L’ITA ha formalmente accusato Barbosu di violazione delle regole antidoping, procedendo con l'immediata sospensione cautelare. La ginnasta ha esercitato il suo diritto di ricorso al CAS, l'organo che avrà il compito di valutare approfonditamente le sue argomentazioni difensive riguardo ai tre episodi di mancata reperibilità.

Il programma antidoping gestito da World Gymnastics è interamente delegato all’ITA, che si occupa della gestione dell’intero procedimento. Gli atleti inclusi nel Registered Testing Pool (RTP), categoria di cui fa parte Barbosu, sono tenuti a comunicare quotidianamente la propria localizzazione. Questa comunicazione include l'indicazione di un intervallo specifico di sessanta minuti in cui devono essere reperibili per eventuali controlli antidoping a sorpresa, al di fuori delle competizioni.

È fondamentale sottolineare che la combinazione di tre mancati test e/o omissioni nella comunicazione della localizzazione, commesse entro un periodo di dodici mesi, costituisce una violazione delle norme antidoping.
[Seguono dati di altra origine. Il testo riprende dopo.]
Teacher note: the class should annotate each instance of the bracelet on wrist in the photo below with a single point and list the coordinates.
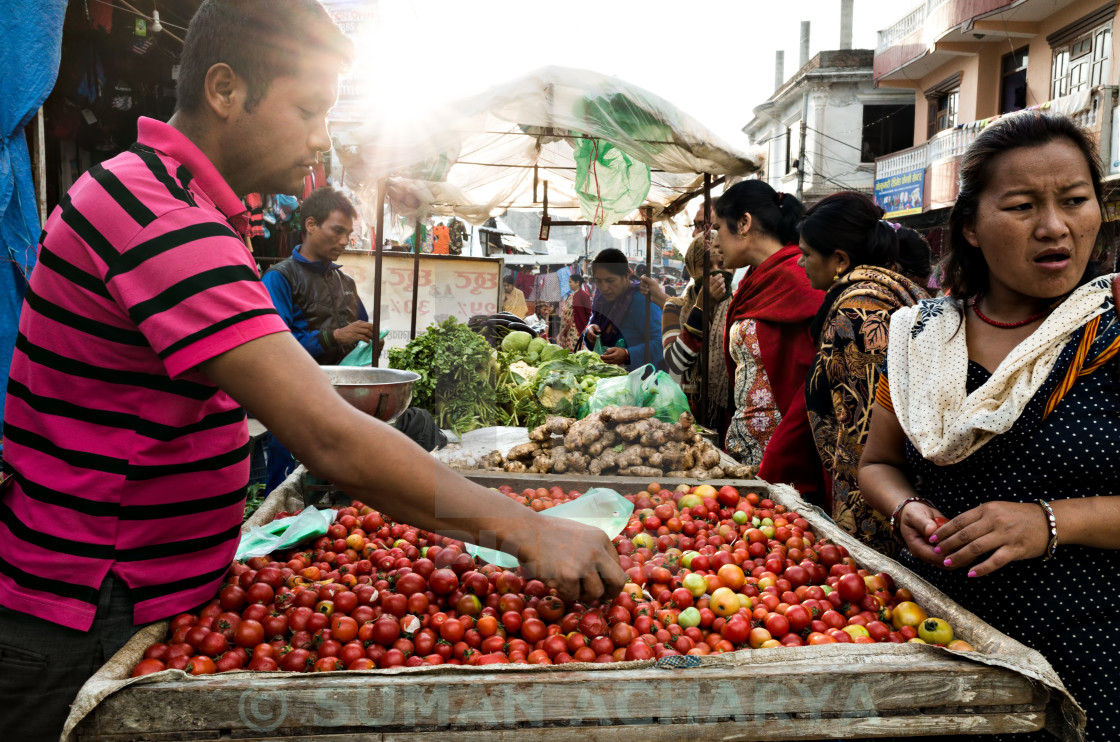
(896, 522)
(1052, 525)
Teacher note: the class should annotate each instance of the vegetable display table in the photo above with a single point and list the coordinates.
(840, 691)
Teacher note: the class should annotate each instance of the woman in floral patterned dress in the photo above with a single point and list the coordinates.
(767, 345)
(860, 260)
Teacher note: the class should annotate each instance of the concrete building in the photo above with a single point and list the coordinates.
(964, 63)
(846, 122)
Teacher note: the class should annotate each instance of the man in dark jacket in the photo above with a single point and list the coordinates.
(316, 299)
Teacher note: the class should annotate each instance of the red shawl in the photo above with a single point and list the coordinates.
(778, 297)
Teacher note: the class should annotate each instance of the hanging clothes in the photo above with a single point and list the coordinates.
(547, 288)
(441, 240)
(458, 235)
(562, 276)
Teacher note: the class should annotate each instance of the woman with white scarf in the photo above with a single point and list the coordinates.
(999, 409)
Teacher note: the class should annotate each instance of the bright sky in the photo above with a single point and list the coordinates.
(712, 58)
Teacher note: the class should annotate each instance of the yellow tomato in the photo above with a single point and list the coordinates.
(725, 602)
(907, 614)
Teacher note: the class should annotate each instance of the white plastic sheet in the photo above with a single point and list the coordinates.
(475, 158)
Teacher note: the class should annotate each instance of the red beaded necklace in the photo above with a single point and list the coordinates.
(1007, 325)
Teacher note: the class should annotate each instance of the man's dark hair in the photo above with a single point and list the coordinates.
(613, 260)
(260, 40)
(322, 203)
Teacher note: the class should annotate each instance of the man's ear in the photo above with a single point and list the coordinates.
(969, 230)
(224, 91)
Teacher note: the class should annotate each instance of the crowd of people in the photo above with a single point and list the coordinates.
(970, 434)
(967, 429)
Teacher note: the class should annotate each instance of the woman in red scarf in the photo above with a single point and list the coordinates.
(767, 344)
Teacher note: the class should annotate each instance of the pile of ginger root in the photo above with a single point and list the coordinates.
(622, 441)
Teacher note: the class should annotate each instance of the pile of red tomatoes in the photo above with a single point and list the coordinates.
(709, 572)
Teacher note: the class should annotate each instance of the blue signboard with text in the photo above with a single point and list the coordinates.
(901, 194)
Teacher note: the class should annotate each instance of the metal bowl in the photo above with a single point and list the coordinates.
(382, 392)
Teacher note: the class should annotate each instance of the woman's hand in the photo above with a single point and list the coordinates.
(652, 289)
(916, 526)
(1008, 530)
(616, 355)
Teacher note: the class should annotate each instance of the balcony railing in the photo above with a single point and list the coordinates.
(940, 155)
(907, 25)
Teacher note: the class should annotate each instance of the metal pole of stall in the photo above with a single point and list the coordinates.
(379, 238)
(416, 277)
(649, 271)
(706, 341)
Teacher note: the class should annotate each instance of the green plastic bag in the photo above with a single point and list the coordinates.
(599, 507)
(656, 390)
(262, 540)
(361, 355)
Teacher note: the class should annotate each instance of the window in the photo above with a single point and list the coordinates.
(942, 101)
(1081, 53)
(886, 129)
(792, 146)
(943, 111)
(1013, 86)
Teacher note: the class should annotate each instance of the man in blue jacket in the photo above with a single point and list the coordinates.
(316, 299)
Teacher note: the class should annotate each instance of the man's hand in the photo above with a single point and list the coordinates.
(354, 333)
(616, 355)
(1007, 530)
(578, 560)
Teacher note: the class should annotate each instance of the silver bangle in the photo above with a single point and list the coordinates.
(1052, 522)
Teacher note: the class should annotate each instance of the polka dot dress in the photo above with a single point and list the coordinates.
(1067, 608)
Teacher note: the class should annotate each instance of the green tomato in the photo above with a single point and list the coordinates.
(694, 584)
(689, 617)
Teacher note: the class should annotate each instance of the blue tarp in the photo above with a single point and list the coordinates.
(31, 31)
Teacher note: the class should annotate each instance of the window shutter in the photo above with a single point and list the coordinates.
(946, 85)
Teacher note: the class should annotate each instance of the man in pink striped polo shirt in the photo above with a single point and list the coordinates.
(147, 333)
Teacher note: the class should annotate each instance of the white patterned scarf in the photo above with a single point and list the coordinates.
(927, 367)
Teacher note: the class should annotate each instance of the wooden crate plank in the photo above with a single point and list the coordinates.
(584, 482)
(772, 727)
(817, 689)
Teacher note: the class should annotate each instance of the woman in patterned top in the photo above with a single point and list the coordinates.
(1006, 395)
(767, 348)
(850, 252)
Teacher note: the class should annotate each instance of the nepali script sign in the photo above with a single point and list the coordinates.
(901, 194)
(449, 286)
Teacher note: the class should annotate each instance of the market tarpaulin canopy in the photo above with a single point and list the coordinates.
(605, 147)
(31, 31)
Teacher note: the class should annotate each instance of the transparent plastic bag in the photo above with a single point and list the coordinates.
(643, 387)
(599, 507)
(285, 532)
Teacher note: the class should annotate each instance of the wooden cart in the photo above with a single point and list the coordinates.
(830, 692)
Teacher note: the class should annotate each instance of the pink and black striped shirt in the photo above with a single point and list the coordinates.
(122, 456)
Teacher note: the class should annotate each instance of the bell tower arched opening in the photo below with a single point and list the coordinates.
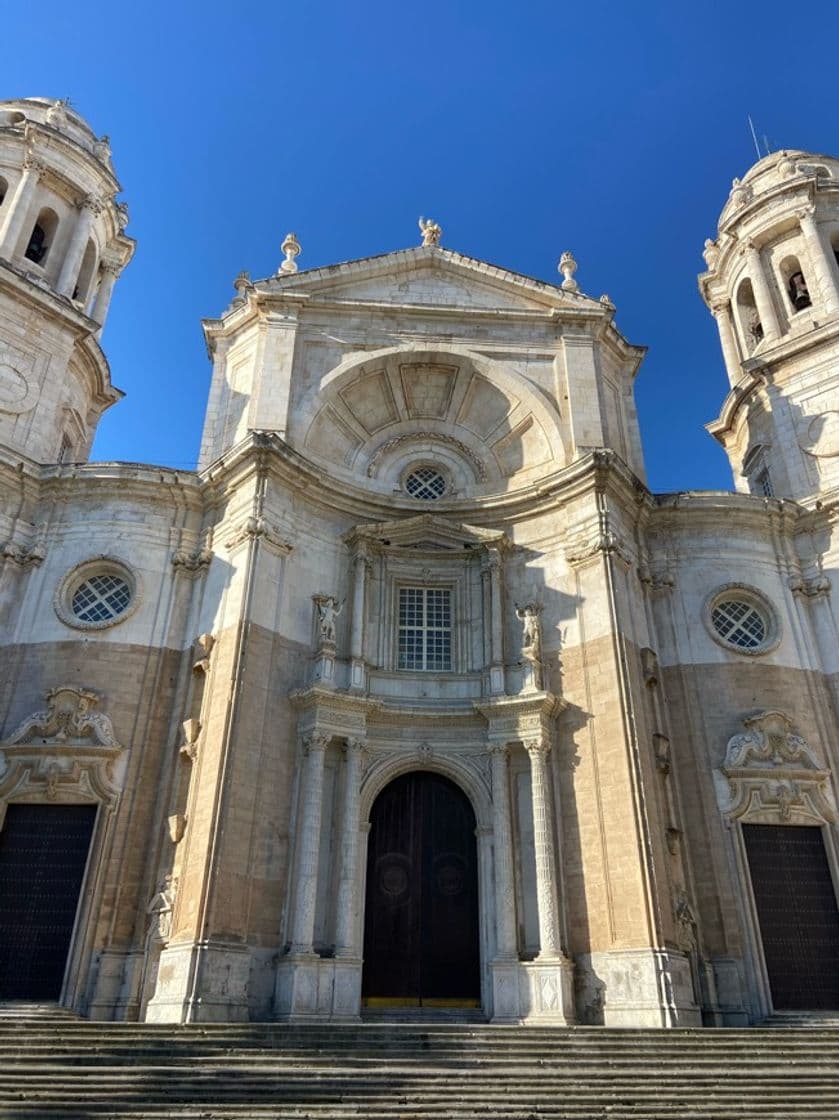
(421, 904)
Le dichiarazioni delle fonti romene

D'altra parte, secondo quanto dichiarato da fonti romene, tra cui la Federazione Rumena di Ginnastica e l’Agenzia Nazionale Antidoping (ANAD), è stato chiarito che al momento la ginnasta non risulta sospesa. Il presidente della federazione ha enfatizzato che la procedura è tuttora in corso e che Barbosu conserva pienamente tutti i suoi diritti, compreso quello fondamentale di difendersi adeguatamente. L’ANAD ha confermato di essere stata informata dell'accaduto dall’ITA, ma ha ribadito che non è stata emessa alcuna sospensione definitiva e che la sportiva ha la facoltà di presentare le proprie spiegazioni.

Contesto e precedenti

La sospensione cautelare è stata disposta in conformità con il regolamento antidoping, il quale prevede la possibilità di sanzioni che possono arrivare fino a due anni in caso di violazioni di questa natura. Il caso di Ana Barbosu si inserisce in un contesto più ampio, seguendo quello di altri atleti che in passato hanno subito sospensioni per analoghe “whereabouts failures”.

Inoltre, la situazione della sua medaglia olimpica di bronzo al corpo libero, conquistata ai Giochi di Parigi 2024, è anch'essa oggetto di un contenzioso. Il Tribunale Federale Svizzero ha infatti disposto una nuova valutazione da parte del CAS. Questa decisione è giunta dopo che la medaglia era stata inizialmente assegnata a Barbosu a seguito di un ricorso presentato dalla delegazione rumena, evidenziando ulteriormente la complessità del quadro legale e sportivo che circonda l'atleta.